前回はシナリオ思考を応用して交渉状況の全体を展望し、簡単なアクションプランを持つことを学びました。

 優れた交渉者はシナリオ思考に代表されるような大局観と行動計画を常に持っています。自分が何を必要としているか。それを現実的にどのくらいたやすく手に入れられるか。何をコントロールできるのか。何を利用できるのか。あらかじめ見極められることもあれば、交渉の真っ只中に見えてくる場合もあります。

 今回は交渉にまつわる利害関係者を洗い出し、異なる思惑や利害対立などを見ていきます。

「相手の優位」に立つこと

 さて、実はここまで暗黙の前提としてきたことがあります。それは「交渉に勝つ」とはどういうことか、ということです。ほとんどの人は「勝つ」ということについて深く考えたことがないかもしれません。

 たいていは「交渉に勝つ」とは相手を負かすこと、つまり相手の優位に立ちながら自分の利益を確保することだと思われています。これがいわゆる交渉術にまつわる万国共通の先入観です。

 この考え方は決して誤りではありません。交渉相手の劣位に立って「負け」てしまえば交渉は失敗です。おいそれと負けないためには自分のメタビジョンをしっかりと持ち、何が重要かを明確に把握している必要があります。

 しかし相手を負かしたら交渉は成功なのでしょうか。

 負けた時点で相手にとってその交渉は失敗です。では相手の失敗はあなたの成功なのでしょうか。

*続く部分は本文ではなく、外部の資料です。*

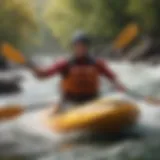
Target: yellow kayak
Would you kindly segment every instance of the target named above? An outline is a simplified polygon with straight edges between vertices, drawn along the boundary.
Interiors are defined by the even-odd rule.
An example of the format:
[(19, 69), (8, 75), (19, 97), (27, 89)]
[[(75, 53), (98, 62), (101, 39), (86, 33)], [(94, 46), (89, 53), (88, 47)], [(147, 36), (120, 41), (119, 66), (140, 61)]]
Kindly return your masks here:
[(65, 113), (51, 115), (52, 110), (43, 112), (43, 124), (54, 132), (88, 130), (113, 133), (136, 123), (139, 109), (125, 100), (103, 98), (74, 106)]

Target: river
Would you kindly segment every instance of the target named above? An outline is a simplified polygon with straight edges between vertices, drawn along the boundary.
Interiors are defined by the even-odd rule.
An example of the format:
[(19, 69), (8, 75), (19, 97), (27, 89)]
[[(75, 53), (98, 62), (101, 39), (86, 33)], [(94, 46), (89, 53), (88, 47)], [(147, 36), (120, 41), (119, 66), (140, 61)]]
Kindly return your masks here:
[[(50, 57), (41, 57), (48, 66)], [(109, 62), (119, 79), (133, 91), (160, 97), (160, 66)], [(29, 70), (19, 70), (23, 75), (23, 93), (0, 98), (0, 104), (30, 104), (58, 98), (59, 77), (39, 81)], [(110, 87), (102, 80), (102, 91)], [(80, 133), (60, 135), (42, 125), (40, 110), (27, 112), (15, 120), (0, 124), (0, 159), (4, 160), (159, 160), (160, 158), (160, 108), (140, 98), (121, 93), (110, 96), (131, 98), (139, 105), (141, 116), (128, 133), (118, 139), (84, 136)], [(44, 106), (45, 107), (45, 106)]]

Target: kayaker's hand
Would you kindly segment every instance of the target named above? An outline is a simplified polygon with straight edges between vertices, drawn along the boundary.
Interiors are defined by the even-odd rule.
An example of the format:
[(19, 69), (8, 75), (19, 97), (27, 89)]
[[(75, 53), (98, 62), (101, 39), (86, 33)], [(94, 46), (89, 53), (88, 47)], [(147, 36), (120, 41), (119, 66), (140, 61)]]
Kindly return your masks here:
[(126, 92), (125, 87), (123, 87), (123, 86), (121, 86), (121, 85), (119, 85), (119, 86), (117, 87), (117, 89), (118, 89), (118, 91), (120, 91), (120, 92)]
[(115, 87), (116, 87), (116, 89), (118, 91), (120, 91), (120, 92), (126, 92), (126, 88), (122, 84), (120, 84), (119, 82), (115, 82), (114, 84), (115, 84)]
[(38, 78), (38, 79), (44, 79), (44, 78), (46, 78), (45, 72), (42, 71), (41, 69), (39, 69), (38, 67), (36, 67), (36, 65), (32, 61), (29, 61), (26, 64), (26, 67), (28, 67), (34, 73), (34, 75), (36, 76), (36, 78)]
[(35, 64), (32, 61), (28, 61), (26, 63), (26, 67), (28, 67), (29, 69), (31, 69), (33, 71), (36, 69), (36, 66), (35, 66)]

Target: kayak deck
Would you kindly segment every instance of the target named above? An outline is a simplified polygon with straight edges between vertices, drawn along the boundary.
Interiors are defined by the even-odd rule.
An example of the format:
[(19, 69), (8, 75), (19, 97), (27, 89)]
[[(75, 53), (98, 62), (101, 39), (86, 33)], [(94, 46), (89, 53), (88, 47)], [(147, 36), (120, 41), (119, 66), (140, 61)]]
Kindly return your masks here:
[(89, 130), (93, 132), (119, 132), (138, 119), (138, 107), (128, 101), (100, 99), (83, 106), (76, 106), (65, 113), (51, 116), (44, 114), (43, 123), (54, 132)]

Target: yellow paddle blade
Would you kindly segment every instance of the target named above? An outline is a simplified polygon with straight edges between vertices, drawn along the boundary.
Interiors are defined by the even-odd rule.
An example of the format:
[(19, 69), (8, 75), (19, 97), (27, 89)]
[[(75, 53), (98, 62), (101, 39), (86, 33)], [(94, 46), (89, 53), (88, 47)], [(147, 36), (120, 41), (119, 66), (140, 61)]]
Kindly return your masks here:
[(21, 52), (14, 47), (12, 47), (8, 43), (4, 43), (2, 45), (2, 54), (10, 61), (25, 64), (26, 60), (25, 57), (21, 54)]
[(0, 108), (0, 121), (14, 119), (24, 113), (21, 106), (5, 106)]
[(138, 35), (139, 28), (137, 24), (127, 25), (113, 42), (114, 49), (123, 49), (129, 45)]

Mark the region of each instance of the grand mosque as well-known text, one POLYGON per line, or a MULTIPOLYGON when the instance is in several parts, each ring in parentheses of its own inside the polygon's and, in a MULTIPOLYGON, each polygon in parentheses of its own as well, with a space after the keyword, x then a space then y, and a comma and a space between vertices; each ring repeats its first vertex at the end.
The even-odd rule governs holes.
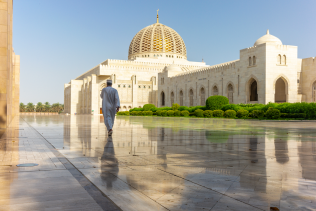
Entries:
POLYGON ((157 22, 132 39, 128 60, 98 64, 64 86, 65 112, 100 114, 100 92, 111 79, 121 109, 152 103, 205 105, 209 96, 230 103, 316 102, 316 61, 297 58, 297 46, 267 33, 240 50, 239 59, 206 65, 187 60, 186 46, 172 28, 157 22))

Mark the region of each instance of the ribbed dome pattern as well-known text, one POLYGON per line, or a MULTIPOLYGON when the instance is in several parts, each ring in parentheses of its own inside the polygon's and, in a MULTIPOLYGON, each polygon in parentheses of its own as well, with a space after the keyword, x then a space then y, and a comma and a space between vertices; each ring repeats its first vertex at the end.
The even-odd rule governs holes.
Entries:
POLYGON ((187 51, 183 39, 172 28, 161 23, 155 23, 140 30, 133 38, 128 58, 160 54, 171 55, 174 58, 186 59, 187 51), (157 54, 158 53, 158 54, 157 54))

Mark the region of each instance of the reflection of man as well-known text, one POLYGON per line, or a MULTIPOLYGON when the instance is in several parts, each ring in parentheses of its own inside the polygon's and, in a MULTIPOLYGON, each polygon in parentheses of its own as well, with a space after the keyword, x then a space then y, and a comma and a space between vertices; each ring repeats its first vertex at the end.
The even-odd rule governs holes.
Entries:
POLYGON ((108 137, 101 157, 101 178, 106 182, 107 189, 112 189, 112 183, 117 180, 118 172, 118 160, 115 157, 112 137, 108 137))
POLYGON ((102 113, 104 117, 104 124, 108 130, 108 135, 113 133, 114 118, 116 112, 120 110, 120 98, 117 90, 112 88, 112 80, 107 80, 107 87, 102 89, 102 113))

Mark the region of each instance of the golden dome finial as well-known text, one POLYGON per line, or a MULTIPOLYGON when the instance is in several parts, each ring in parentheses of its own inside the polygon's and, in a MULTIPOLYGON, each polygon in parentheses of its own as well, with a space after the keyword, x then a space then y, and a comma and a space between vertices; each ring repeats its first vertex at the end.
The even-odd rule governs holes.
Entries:
POLYGON ((159 9, 157 10, 157 23, 159 23, 158 11, 159 11, 159 9))

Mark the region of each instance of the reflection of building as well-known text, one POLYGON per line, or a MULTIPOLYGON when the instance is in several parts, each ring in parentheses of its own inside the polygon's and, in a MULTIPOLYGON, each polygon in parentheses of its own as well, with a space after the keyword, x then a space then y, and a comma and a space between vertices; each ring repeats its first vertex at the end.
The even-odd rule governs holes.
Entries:
POLYGON ((158 74, 158 104, 204 105, 212 95, 230 103, 316 102, 316 61, 297 58, 297 46, 267 34, 240 50, 240 58, 183 72, 178 65, 158 74))
POLYGON ((127 110, 146 103, 157 104, 157 76, 166 66, 186 72, 206 67, 204 62, 187 61, 181 36, 158 21, 140 30, 132 39, 128 60, 108 59, 64 86, 67 113, 100 113, 99 92, 112 79, 121 107, 127 110))
POLYGON ((20 56, 12 47, 13 0, 1 1, 0 12, 0 128, 6 128, 19 114, 20 56))

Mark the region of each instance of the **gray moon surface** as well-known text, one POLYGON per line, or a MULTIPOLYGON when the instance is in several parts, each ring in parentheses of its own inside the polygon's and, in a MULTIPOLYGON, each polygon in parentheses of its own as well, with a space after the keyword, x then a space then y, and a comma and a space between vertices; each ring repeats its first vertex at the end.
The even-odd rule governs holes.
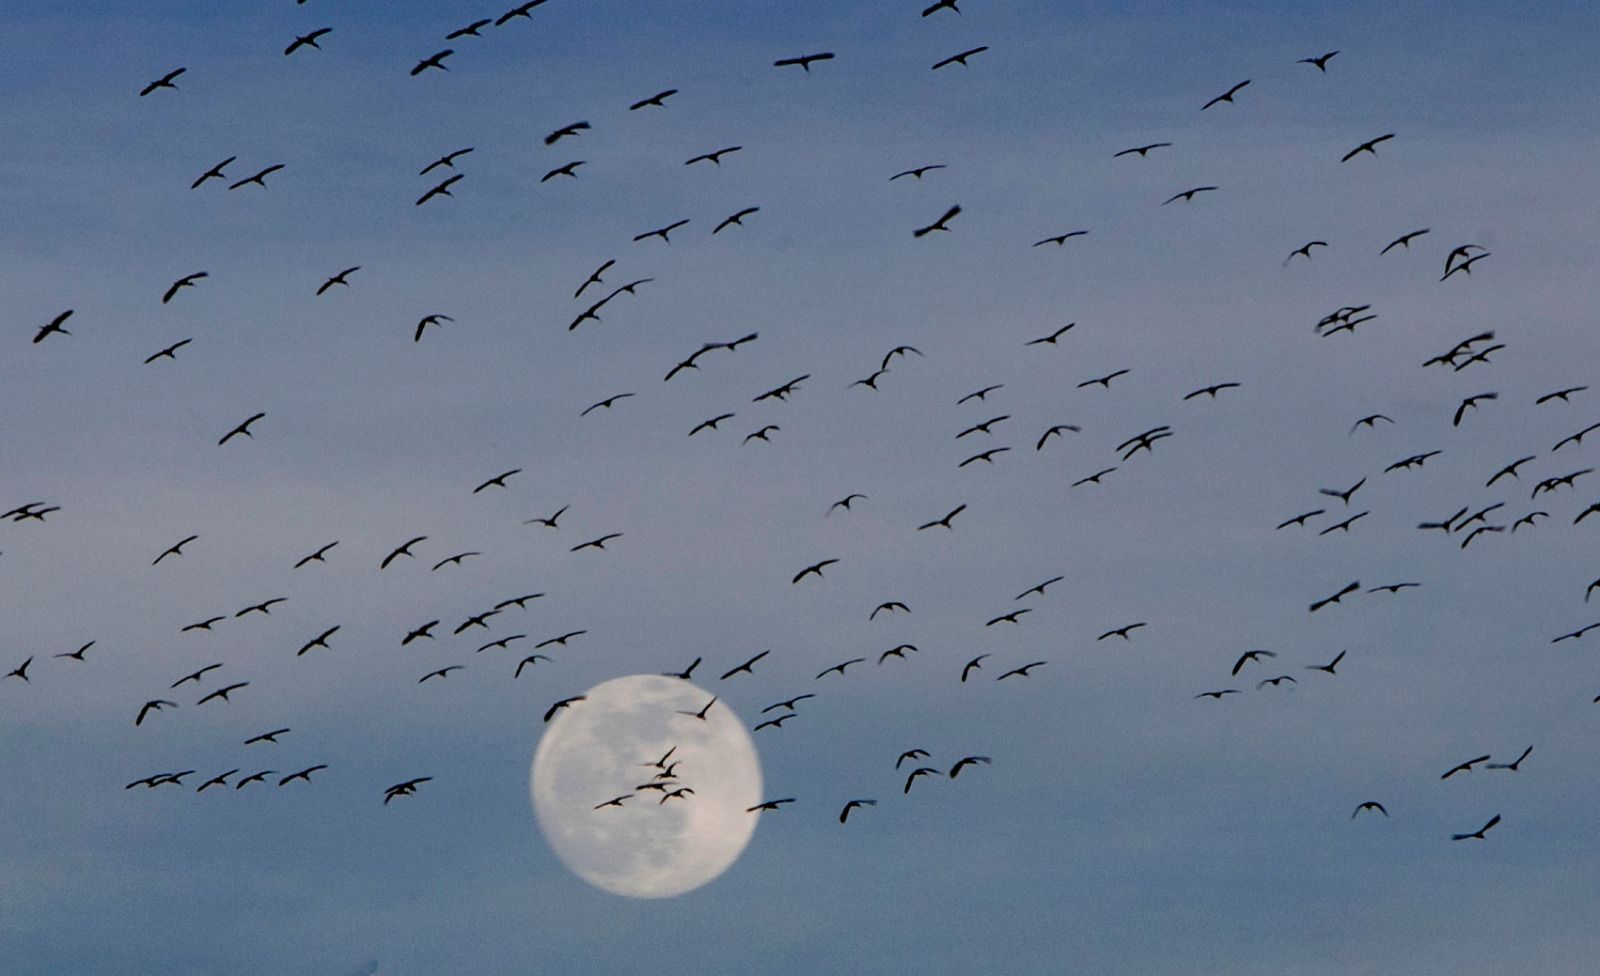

 ごく短期的に局所的に見れば、自分や自社が欲しいものや必要なものを確保できれば成功だと割り切ることもできます。しかし少しでも長期的に大局的に見れば、交渉相手が失敗すれば失敗するほど、それは互いの関係を悪くし、大きな意味で自分の成功とも呼べないことになります。仮に現在の一時点で相手を負かしたとすれば、将来にしわ寄せをする対人交渉になったということです。

 長期的に大局的に見た対人交渉の成功とは、実は相手のニーズや欲求を満足させ、相手に「勝たせ」ながら同時に自分のニーズや欲求を充足することなのです。

 そのためには「相手の優位に立つ」という狭い了見よりも、「相手の優位を尊重する」心構えが必要です。「相手が何を欲し、何を必要としているのか」を知ることです。